Gilead: A Novel
theology, and some old travel books from before the wars. I’m pretty sure a lot of the treasures and monuments I like to read about now and then don’t even exist anymore.
    Your mother goes to the public library, which has been down on its luck for a long time, like most things around here. Last time she brought back a copy of The Trail of the Lonesome Pine that was worn ragged, all held together with tape.
    She just sank into it, though, she just melted into it. And I made scrambled eggs and toasted cheese sandwiches for our supper so she wouldn’t have to put the book down. I read it years ago when everyone else did. I don’t remember enjoying it particularly.
    When I was a boy I knew of a murder out in the country where the weapon, a bowie knife, was said to have been thrown into the river. All the children talked about it. An old farmer was attacked from behind in his barn while he was milking. The main suspect was known to have had a bowie knife, because he was proud of it, always showing it around. So they came near hanging him, I guess, since he couldn’t produce that knife and nobody else could find it. They thought he must have thrown it in the river. But his lawyer pointed out that someone, maybe a stranger, could have stolen it from him and done the crime and thrown the knife in the river, or just walked off with it, which seemed reasonable enough.

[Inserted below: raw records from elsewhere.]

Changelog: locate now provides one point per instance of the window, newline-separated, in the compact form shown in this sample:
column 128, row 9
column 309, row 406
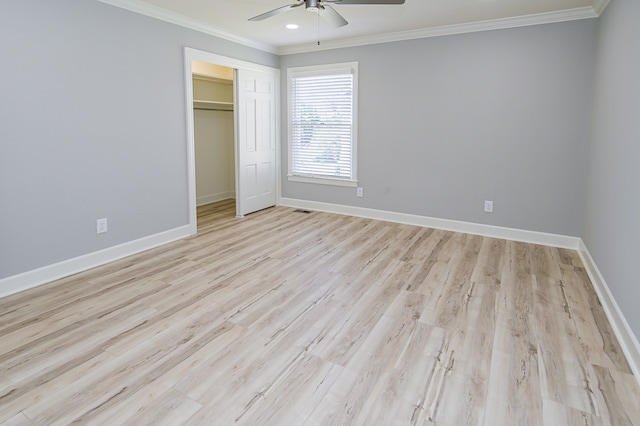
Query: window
column 322, row 124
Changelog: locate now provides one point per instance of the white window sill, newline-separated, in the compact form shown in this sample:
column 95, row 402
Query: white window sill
column 323, row 181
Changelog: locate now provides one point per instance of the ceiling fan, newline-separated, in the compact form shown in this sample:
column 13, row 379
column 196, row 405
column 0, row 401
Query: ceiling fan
column 323, row 8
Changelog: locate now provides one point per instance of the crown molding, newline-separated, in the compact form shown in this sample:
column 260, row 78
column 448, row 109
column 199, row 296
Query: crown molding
column 494, row 24
column 600, row 5
column 174, row 18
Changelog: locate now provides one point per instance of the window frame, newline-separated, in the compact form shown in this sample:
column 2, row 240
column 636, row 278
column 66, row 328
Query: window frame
column 320, row 70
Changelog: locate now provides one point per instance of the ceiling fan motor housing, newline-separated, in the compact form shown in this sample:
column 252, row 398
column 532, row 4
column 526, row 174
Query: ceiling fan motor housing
column 312, row 5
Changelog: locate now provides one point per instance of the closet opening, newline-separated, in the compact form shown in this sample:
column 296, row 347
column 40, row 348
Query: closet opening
column 214, row 139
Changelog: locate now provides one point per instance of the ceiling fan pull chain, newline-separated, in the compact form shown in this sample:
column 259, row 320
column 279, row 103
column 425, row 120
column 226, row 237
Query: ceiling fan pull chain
column 318, row 12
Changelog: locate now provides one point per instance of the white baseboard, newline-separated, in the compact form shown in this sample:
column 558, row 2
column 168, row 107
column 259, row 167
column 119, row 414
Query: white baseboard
column 45, row 274
column 621, row 328
column 532, row 237
column 213, row 198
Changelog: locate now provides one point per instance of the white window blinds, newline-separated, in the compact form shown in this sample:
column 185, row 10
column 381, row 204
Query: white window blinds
column 322, row 122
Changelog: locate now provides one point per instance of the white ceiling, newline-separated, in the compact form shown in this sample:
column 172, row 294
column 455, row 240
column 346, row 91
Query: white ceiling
column 367, row 23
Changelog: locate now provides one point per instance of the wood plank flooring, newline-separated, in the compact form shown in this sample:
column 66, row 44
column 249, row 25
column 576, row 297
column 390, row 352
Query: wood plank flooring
column 293, row 318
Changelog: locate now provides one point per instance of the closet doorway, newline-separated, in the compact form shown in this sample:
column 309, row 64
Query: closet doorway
column 255, row 131
column 213, row 127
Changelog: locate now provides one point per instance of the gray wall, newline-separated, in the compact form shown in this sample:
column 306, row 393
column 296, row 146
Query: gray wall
column 92, row 125
column 612, row 210
column 447, row 122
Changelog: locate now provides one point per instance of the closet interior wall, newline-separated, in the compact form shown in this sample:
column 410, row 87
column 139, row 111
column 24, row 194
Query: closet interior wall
column 214, row 139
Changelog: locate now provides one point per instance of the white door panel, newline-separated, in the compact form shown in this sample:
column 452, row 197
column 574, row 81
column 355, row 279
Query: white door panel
column 257, row 141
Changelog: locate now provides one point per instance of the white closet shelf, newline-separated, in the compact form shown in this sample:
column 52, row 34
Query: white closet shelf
column 212, row 105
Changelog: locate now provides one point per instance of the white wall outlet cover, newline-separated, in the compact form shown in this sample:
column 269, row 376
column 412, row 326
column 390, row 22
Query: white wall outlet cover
column 101, row 226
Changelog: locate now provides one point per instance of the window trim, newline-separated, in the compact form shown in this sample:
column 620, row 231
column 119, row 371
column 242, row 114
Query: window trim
column 318, row 70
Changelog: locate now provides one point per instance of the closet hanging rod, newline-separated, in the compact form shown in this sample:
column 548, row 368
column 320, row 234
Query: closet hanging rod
column 213, row 109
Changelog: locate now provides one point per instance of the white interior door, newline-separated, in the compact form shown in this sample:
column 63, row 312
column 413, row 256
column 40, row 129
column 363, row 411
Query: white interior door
column 256, row 153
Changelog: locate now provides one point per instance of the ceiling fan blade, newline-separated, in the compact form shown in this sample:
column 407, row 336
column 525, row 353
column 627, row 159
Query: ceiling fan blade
column 368, row 1
column 330, row 15
column 275, row 12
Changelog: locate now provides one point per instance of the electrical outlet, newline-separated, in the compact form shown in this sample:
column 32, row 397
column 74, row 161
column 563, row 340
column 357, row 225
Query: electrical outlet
column 101, row 226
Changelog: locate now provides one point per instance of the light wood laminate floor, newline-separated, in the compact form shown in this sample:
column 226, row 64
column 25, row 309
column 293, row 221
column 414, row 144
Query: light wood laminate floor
column 293, row 318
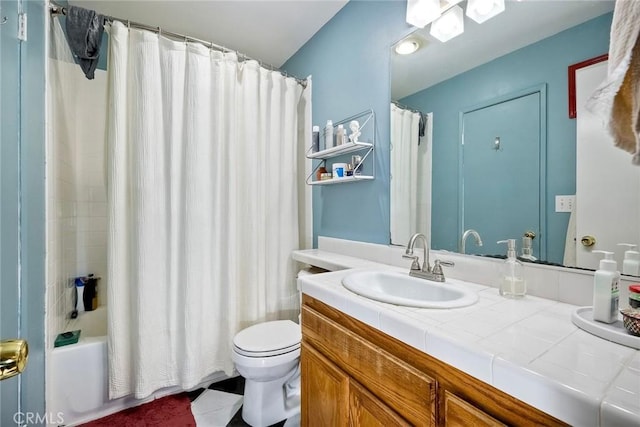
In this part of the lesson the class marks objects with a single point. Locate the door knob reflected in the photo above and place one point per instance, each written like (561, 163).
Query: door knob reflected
(13, 357)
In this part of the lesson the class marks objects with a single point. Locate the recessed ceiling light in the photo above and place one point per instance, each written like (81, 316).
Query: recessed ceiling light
(407, 46)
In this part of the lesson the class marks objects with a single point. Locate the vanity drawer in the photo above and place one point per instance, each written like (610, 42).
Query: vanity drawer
(403, 388)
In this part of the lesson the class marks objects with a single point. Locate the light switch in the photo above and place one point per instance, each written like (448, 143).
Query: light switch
(565, 203)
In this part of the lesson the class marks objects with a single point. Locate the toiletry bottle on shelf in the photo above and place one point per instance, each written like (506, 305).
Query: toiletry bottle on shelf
(512, 282)
(315, 139)
(328, 135)
(527, 249)
(631, 262)
(606, 289)
(341, 135)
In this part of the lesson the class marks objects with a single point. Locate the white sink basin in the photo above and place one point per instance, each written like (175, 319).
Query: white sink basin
(402, 289)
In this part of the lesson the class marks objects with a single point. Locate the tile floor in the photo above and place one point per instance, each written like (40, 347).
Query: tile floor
(220, 405)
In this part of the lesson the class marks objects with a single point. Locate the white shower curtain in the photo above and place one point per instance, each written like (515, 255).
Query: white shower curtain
(203, 206)
(404, 174)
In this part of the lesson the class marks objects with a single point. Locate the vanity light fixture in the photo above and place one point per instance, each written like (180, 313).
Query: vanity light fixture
(482, 10)
(407, 46)
(422, 12)
(449, 25)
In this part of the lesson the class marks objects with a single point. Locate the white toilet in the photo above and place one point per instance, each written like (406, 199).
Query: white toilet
(267, 355)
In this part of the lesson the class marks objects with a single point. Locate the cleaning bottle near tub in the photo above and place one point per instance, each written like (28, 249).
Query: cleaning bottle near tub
(79, 282)
(606, 289)
(512, 282)
(631, 262)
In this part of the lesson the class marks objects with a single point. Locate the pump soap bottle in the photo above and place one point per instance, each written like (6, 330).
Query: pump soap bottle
(606, 289)
(512, 283)
(631, 262)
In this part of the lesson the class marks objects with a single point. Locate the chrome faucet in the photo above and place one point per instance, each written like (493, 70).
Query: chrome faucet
(466, 234)
(425, 272)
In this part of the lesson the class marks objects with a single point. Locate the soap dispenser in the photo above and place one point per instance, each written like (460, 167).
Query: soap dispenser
(512, 282)
(606, 289)
(631, 262)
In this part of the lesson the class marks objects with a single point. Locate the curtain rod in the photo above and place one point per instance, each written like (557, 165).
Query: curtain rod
(404, 107)
(57, 9)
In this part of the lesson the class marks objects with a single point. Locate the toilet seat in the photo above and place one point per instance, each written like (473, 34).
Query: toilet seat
(268, 339)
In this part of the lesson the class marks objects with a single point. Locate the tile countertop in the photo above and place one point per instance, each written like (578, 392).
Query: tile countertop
(528, 348)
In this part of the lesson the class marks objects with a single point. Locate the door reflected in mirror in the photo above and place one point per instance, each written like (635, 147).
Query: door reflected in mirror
(455, 81)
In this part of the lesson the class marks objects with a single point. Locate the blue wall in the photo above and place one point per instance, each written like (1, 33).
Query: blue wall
(542, 62)
(349, 61)
(22, 218)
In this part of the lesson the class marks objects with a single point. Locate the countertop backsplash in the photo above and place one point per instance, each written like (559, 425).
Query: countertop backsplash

Besides, he was certainly not the only man in the world with a knife of that kind. And no one could come up with any sort of motive. So they let him go, finally.
    Then nobody knew whom to be scared of, which was terrible. The man who had owned the knife just drifted away.
    There were rumors from time to time that he was in the area, and he may well have been, poor devil, since he had a sister there and not another soul in the world. The rumors usually circulated right around Christmas.
    I worried about all this a great deal, because once my father took me with him to throw a gun into the river. My grandfather had a pistol he’d picked up in Kansas before the war.
    When he took off west, he left an old army blanket at my father’s house, a bundle rolled up and tied with twine. When we learned he’d died out there, we opened it. There were some old shirts that had been white once and a few dozen sermons and some other papers wrapped with twine, and the pistol. Of course it was the pistol that interested me most. And I was a good deal older than you are now. But my father was disgusted. These things my grandfather had left were just an offense to him. So he buried them.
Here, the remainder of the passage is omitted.